Rather than forcing yourself to cry out of the blue, each of the experts recommends allowing yourself to cry — and even eliciting a crying session — if you feel stress or emotion building up. “If a person feels the urge to cry, and feels they need to get out their emotions, they should do it in whatever context will be most helpful, whether it be alone or with someone else or on a Zoom call,” Bylsma says.

“The first reaction people have most of the time when we feel the tears starting to come is we try to stop it,” Capanna-Hodge says. “Stop trying to put the brakes on it. Let it happen, and give it the time that it needs.”

Allowing for a good cry

To set up for a healthy cry, find a safe, comfortable place for yourself or with someone whom you trust; Bylsma recommends seeking out whomever you generally feel close to and share other kinds of emotional reactions with.

You can elicit crying by listening to a song that triggers emotion, watching a sad movie, talking with your therapist or simply telling a friend you need to cry. Pay attention to your thoughts, feelings and sensations. When you prompt a good cry, “your subconscious allows you to release things that may have held you back,” Capanna-Hodge says.

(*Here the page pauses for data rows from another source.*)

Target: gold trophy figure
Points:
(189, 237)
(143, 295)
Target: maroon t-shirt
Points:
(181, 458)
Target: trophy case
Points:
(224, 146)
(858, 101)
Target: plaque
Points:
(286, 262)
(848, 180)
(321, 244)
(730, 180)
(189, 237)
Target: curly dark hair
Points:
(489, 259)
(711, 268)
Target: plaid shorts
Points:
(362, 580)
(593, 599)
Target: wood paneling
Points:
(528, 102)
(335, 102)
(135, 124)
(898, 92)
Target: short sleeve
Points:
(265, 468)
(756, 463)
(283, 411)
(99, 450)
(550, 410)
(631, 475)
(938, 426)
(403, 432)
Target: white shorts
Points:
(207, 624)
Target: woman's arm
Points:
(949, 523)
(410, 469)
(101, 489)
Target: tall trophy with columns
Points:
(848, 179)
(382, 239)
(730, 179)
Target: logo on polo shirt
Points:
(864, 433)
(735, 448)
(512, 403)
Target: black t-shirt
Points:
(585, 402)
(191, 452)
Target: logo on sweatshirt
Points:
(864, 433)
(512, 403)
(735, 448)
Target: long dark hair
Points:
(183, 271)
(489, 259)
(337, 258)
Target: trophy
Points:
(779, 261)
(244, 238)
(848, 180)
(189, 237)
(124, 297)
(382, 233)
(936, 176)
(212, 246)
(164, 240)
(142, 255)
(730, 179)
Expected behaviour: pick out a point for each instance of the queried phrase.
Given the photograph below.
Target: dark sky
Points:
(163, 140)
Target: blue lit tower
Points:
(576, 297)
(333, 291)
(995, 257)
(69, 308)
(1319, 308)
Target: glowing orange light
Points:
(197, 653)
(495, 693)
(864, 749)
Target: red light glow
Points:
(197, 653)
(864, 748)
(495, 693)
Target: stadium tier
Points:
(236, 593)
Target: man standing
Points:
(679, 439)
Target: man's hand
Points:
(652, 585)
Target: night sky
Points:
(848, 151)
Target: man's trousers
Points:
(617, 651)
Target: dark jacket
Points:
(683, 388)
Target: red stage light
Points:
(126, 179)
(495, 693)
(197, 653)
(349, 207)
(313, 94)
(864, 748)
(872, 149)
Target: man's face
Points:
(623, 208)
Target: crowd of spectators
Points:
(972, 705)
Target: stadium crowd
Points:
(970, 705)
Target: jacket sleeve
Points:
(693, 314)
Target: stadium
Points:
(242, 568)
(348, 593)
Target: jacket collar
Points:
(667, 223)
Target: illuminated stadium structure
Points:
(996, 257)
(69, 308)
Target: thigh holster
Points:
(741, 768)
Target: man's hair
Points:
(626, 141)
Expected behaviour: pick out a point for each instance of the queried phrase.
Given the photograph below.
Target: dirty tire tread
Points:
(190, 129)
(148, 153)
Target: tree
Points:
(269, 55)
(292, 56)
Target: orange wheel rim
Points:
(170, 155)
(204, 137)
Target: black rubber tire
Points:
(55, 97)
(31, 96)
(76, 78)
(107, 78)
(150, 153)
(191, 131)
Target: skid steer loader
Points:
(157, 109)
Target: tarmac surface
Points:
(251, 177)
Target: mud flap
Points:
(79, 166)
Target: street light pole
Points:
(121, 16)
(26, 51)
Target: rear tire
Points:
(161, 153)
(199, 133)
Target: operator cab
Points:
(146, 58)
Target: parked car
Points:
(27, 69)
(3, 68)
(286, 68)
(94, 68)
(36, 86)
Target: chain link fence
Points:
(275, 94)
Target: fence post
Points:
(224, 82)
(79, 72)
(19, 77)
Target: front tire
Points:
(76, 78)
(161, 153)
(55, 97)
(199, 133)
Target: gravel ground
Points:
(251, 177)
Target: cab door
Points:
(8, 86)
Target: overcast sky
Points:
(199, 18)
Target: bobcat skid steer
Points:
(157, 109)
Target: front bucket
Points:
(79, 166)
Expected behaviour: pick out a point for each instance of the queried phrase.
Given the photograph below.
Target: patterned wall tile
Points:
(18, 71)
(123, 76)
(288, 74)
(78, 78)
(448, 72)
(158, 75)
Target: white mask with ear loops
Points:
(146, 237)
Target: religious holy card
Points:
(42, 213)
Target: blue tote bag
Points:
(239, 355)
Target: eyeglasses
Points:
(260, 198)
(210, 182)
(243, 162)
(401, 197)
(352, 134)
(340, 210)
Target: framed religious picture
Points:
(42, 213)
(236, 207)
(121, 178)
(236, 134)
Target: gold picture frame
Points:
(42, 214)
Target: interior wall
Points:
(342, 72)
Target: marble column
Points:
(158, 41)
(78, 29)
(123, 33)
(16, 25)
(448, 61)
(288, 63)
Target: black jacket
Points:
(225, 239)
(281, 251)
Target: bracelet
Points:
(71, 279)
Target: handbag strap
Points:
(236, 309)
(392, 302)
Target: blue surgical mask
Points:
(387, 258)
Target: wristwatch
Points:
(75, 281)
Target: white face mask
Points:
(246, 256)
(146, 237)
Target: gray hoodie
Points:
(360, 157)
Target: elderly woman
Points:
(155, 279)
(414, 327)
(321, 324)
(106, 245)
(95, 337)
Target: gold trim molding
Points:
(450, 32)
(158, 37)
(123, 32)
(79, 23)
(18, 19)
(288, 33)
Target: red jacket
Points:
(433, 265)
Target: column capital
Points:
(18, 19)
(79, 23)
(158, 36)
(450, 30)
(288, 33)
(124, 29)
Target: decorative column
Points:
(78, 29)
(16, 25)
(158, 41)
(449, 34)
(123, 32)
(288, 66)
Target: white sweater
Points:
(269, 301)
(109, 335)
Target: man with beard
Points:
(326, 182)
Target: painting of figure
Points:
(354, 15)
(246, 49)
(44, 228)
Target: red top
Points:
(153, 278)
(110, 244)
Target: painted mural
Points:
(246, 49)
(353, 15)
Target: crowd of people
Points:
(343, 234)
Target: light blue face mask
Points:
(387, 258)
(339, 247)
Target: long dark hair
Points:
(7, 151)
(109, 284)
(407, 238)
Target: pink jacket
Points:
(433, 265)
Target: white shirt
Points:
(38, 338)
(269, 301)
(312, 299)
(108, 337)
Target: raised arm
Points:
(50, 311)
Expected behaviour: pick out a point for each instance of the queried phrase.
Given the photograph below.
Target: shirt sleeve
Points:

Crying can look different for everyone. Your cry might consist of a few tears or a half-hour of sobbing. Your crying will also depend on what you’re experiencing, whether it’s a job loss or a stressful week working on the front lines. But if you’re crying consistently over a few weeks or don’t know why you’re crying, it may be a sign to find a therapist who can help you determine what’s going on and provide support, Henry says.

You also can offer a comfortable, supportive space for your family and friends to cry. You don’t need to have a solution; it’s just important to be there with them. Doing so, Khurana says, often allows “the blossoming of love and just caring in a way that wasn’t there before.”